EnumeratedStream
-
liangchenblue at gmail.com
Sun Apr 21 03:35:02 UTC 2024
On Sat, Apr 20, 2024 at 8:29 PM ІП-24 Олександр Ротань <
rotan.olexandr at gmail.com> wrote:
> Gatherers could be effectively terminal, but I don't think Gatherer API
> designers intended it to be. In related JEP, gatherers are described as a
> way to declare custom intermediate operations, and introducing "terminal"
> gatherers would be misleading.
>
I will show you an API that expands on collectors too.
>
> Talking about performance, not even considering gather() method itself,
> creating an instance of Indexed object for each value in stream is costy
> and might turn into a nightmare for infinite streams.
>
We will have value objects soon (Project Valhalla), by then the object
creation will be much more lightweight as it's effectively a tuple. This is
not really a thing of concern.
>
> As for internals of Stream API right now, I am not aware about its current
> state, so not much to say here except that adding a new type of streams
> that just slightly extends existing functionality might not be that
> harmful, I guess.
>
> Regarding API exposure, I don't think that moving it from stream directly
> to Gatherers factory would be much of a deal since to see index-aware
> methods user must explicitly convert stream to enumerated.
>
Having another set of EnumeratedStream APIs and implementations is going to
be a nightmare to maintain. Also it has bad interpolatability to convert
itself back into regular streams for other usages, while Stream<Indexed<T>>
are much better in that aspect.
>
> I also think the I didn't express my point about index consistency clear
> enough.

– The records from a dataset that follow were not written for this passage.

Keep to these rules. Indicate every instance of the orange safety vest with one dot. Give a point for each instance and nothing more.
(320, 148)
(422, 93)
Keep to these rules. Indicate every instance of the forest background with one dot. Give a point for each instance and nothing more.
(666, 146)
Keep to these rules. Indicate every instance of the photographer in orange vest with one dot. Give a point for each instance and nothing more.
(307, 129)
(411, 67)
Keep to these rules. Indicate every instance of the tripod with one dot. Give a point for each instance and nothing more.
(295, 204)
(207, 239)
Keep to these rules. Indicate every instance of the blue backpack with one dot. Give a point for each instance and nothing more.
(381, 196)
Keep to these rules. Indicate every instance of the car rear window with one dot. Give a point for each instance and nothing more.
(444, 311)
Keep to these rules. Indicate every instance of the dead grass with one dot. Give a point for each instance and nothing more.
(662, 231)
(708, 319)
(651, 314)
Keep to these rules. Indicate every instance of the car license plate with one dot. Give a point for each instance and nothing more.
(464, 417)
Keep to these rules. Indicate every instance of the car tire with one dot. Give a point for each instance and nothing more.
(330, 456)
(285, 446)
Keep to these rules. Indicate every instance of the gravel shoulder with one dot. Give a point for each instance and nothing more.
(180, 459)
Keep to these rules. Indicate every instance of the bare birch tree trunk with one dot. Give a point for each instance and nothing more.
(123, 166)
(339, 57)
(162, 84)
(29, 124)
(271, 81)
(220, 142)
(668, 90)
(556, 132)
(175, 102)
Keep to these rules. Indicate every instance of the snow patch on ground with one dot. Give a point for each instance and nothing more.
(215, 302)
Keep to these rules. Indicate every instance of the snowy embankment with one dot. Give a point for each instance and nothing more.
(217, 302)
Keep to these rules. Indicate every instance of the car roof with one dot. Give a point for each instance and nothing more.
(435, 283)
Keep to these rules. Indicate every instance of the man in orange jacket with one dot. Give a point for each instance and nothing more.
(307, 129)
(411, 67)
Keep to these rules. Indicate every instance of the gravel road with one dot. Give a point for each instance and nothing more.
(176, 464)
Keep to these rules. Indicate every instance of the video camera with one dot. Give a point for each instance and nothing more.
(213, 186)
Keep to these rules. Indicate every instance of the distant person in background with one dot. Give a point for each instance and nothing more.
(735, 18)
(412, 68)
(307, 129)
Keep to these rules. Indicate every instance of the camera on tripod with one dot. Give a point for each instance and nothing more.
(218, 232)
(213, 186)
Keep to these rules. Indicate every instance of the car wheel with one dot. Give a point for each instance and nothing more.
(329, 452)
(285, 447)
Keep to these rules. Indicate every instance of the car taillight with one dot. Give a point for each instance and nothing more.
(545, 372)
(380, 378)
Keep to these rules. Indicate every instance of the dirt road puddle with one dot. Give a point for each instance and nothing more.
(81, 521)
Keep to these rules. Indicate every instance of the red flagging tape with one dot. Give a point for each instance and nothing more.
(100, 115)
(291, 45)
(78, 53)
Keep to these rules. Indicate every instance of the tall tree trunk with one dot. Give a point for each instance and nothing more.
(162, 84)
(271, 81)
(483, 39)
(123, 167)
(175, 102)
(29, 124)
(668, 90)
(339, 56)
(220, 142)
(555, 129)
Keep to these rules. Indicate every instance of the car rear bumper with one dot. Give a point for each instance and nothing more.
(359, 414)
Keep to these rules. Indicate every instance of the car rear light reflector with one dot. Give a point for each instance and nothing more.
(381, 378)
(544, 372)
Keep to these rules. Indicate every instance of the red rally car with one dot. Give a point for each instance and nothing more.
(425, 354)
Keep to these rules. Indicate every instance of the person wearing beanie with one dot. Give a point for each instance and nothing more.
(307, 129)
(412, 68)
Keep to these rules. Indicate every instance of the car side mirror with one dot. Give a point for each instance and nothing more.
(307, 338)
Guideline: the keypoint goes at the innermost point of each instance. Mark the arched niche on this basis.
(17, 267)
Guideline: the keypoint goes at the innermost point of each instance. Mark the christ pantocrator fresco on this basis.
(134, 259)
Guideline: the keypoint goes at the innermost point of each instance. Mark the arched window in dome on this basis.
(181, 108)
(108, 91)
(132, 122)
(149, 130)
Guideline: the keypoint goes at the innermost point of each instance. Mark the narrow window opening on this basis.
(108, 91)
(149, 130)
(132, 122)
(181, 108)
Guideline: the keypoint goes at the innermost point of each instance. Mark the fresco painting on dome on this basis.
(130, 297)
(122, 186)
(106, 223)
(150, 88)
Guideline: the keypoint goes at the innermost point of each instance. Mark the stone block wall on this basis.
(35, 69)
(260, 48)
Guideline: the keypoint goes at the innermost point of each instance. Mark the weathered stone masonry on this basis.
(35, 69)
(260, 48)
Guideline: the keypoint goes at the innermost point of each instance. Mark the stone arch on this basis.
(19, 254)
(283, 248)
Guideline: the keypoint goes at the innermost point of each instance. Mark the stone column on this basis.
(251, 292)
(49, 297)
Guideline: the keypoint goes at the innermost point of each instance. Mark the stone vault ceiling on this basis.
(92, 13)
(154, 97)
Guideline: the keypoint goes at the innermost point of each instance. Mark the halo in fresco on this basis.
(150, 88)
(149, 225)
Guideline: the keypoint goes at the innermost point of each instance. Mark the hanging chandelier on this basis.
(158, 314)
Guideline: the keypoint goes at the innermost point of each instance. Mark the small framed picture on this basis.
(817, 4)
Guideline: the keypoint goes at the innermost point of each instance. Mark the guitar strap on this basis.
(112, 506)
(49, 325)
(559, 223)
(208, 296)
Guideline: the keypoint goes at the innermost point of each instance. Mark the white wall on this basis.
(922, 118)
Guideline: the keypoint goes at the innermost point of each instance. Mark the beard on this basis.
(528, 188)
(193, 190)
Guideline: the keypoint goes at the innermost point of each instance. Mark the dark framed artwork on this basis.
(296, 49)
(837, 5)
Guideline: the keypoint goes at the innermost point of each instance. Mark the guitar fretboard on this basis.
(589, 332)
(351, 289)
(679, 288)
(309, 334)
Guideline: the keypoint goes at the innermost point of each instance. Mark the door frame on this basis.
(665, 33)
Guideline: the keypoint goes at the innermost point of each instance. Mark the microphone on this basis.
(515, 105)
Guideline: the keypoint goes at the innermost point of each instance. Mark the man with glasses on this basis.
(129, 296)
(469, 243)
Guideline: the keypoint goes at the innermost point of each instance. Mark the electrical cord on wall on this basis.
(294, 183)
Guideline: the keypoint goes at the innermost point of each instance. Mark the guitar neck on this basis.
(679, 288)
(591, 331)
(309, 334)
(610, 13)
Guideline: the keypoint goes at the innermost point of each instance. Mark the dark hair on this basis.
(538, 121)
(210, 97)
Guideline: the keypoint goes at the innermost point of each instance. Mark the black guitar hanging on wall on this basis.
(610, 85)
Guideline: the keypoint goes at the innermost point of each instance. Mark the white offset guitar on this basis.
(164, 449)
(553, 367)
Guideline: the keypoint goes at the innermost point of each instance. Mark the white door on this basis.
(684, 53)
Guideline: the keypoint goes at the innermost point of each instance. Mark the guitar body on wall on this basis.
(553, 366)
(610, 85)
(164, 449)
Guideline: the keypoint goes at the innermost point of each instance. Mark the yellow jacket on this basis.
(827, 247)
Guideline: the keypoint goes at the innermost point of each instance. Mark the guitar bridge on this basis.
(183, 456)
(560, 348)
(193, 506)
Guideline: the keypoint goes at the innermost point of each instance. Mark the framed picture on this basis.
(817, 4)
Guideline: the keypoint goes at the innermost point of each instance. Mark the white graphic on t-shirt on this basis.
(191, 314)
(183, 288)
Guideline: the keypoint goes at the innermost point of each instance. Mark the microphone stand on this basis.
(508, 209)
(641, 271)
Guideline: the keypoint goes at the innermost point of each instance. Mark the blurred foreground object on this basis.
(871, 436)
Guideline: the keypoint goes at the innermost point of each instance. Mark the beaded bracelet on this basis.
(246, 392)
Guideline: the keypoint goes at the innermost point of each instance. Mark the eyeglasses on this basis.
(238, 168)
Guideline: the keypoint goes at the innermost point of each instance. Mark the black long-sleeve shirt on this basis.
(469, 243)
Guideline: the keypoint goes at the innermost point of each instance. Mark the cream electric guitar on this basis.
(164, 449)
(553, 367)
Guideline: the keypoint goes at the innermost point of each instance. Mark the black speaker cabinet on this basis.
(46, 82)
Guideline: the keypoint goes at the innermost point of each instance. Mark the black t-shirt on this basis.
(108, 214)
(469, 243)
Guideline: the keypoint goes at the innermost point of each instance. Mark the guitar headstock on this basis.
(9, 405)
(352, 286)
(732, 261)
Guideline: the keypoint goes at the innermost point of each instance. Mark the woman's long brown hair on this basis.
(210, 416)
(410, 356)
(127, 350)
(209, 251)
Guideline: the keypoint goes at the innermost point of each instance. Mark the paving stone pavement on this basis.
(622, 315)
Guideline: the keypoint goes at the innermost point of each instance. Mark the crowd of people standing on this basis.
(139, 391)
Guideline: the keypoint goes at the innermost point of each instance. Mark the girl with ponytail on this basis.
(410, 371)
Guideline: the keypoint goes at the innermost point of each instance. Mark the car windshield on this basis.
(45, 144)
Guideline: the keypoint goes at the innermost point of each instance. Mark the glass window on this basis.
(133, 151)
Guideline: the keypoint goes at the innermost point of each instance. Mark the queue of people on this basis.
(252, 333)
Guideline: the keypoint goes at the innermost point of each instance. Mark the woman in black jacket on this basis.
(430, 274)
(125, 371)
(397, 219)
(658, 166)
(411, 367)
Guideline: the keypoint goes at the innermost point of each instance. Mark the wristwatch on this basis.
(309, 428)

Consider following:
>
Notice that Stream.filter retains instead of drops the matching elements!
Since otherwise your results don't make sense. I will assume you mean
"filter" like "dropIf"
>
> List.of(1,2,3).stream().enumerated().filter((idx, i) -> i*idx <
> 2).map((idx, val) -> idx * val)
>
> Result : (4, 9)
>
Does idx start from 0 or 1? All Java indices start from 0, having it start
from 1 in enumerated is really weird. I will assume you mean [2, 6]=[1*2,
2*3]
Your use case is even simpler, this case can be covered in a simple
gatherer like this:
Gatherer.ofSequential(() -> new int[] {0},
Gatherer.Integrator.ofGreedy((counter, v, sink) ->
sink.push(new Indexed<>(counter[0]++, v))))
Better than writing thousands lines of new code. The functionalities are
already implemented in my sample project in
https://github.com/liachmodded/IndexedStream/tree/main/src/main/java/com/github/liachmodded/indexedstream
>
> With your approach
>
> List.of(1,2,3).stream().gather(Gatherers.filterIndexed((idx, val) ->
> idx*val < 2)).gather(Gatherers.mapIndexed((idx, val) -> idx * val))
>
> Result : (2, 6)
>
I will assume you mean [0, 3]=[0*2, 1*3]
>
> Not only second option is much more verbose, but also indexes of stream
> are inconsistent between operations.
>
Then what does EnumeratedStream serve? We would assume the enumeration
means the enumeration at the current stage so we want the number
immediately. If you want the enumeration at a particular stage, it's better
to zip your stream items with an index like my gatherer above at an
explicit step.
Also I have already made a showcase git repository with your two test cases
at
https://github.com/liachmodded/IndexedStream/blob/main/src/test/java/com/github/liachmodded/indexedstream/IndexedGatherersTest.java
Feel free to rant and tell what you really want that aren't served by these
few simple classes.
>
> PS: regarding findIndex, I did some benchmarking today, you might like to
> take a look. On average list-based version outperform collector and
> gatherer-based in more then 10 times. And also lists in stdlib doesn't have
> any hashcode-based implementations. I wrote 19 implementations in list
> subclasses and none of them had anything but simple traversing logic inside
> indexOf. But that's topic of another thread
>
Thanks for the prompt, I will look at it and reply in the other thread.